Mais il ne s’agit pas d’un état cotonneux ou une sorte d’inconscience, on sait toujours si le saut a eu lieu ou non.
Il n’existe aucune technique pour faire ce saut, il n’y a qu’à sauter. Ni les techniques de concentration ni le bâton ne le permettent.
La seule manière de sauter, c’est de se permettre de sauter.
La clé est là : se permettre de vraiment méditer, s’asseoir avec vigueur et s’ouvrir enfin à l’esprit vaste.
Nous croyons que des pensées, des images, des malaises nous encombrent, mais non, seule la peur nous encombre réellement.
Nous le savons bien.
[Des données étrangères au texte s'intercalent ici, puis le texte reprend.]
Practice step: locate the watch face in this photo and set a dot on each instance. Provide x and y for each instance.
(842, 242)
En réalité, nous ne nous permettons pas de nous ouvrir à l’esprit vaste.
Ce saut intérieur est une ouverture, et dans l’ouverture plus rien ne peut nous encombrer.
On ressent alors comme la méditation n’est pas affaire de calme mais bien de liberté."
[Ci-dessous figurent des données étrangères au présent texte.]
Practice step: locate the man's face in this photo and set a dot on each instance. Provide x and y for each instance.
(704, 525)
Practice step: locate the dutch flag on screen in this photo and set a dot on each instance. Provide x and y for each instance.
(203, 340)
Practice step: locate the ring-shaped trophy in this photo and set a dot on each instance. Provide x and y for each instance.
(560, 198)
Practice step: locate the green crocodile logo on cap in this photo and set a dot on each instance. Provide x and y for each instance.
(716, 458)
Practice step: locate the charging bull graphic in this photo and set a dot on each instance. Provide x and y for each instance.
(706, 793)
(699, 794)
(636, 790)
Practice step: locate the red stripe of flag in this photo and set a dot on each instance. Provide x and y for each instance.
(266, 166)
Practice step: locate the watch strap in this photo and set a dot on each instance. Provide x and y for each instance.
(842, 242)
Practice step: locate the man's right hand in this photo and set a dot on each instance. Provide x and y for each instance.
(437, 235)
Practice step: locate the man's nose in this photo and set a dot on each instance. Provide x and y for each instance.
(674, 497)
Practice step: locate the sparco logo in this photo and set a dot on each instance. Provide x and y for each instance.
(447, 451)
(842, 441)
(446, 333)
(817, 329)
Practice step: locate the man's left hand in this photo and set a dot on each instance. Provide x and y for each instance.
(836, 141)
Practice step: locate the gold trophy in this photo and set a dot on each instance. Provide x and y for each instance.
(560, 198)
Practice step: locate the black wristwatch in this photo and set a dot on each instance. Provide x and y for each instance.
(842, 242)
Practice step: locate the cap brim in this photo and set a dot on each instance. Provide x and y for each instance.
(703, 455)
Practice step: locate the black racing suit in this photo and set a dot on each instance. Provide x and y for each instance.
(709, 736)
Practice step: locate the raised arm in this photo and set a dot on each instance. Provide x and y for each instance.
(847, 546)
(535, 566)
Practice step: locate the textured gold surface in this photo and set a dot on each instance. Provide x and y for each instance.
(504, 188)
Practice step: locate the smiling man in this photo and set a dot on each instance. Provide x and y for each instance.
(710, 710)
Eric Rommeluère Se permettre de méditer
"S'asseoir avec vigueur", le mot est très juste et définit parfaitement ce qui manque à ma méditation en ce moment.
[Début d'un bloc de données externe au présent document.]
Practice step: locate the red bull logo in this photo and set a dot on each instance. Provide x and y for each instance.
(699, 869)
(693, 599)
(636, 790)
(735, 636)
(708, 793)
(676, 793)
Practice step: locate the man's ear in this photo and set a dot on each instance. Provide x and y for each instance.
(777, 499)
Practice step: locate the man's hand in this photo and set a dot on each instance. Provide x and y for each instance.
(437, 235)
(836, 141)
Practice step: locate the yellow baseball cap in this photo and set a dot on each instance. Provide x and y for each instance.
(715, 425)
Je m'asseois avec régularité certes, mais je m'assois comme si j'avais l'éternité devant moi alors je flâne en chemin...
Mon zazen est presque baba cool!
Je passe de la violence vis à vis de mes pensées au laxisme. Entre ces deux écueils, il me faut trouver la voie de la vigueur.
Une vigueur souple! Une vigueur clairvoyante!
Le voie du zen est un voyage au pays de l'oxymore. Quel voyage mes amis!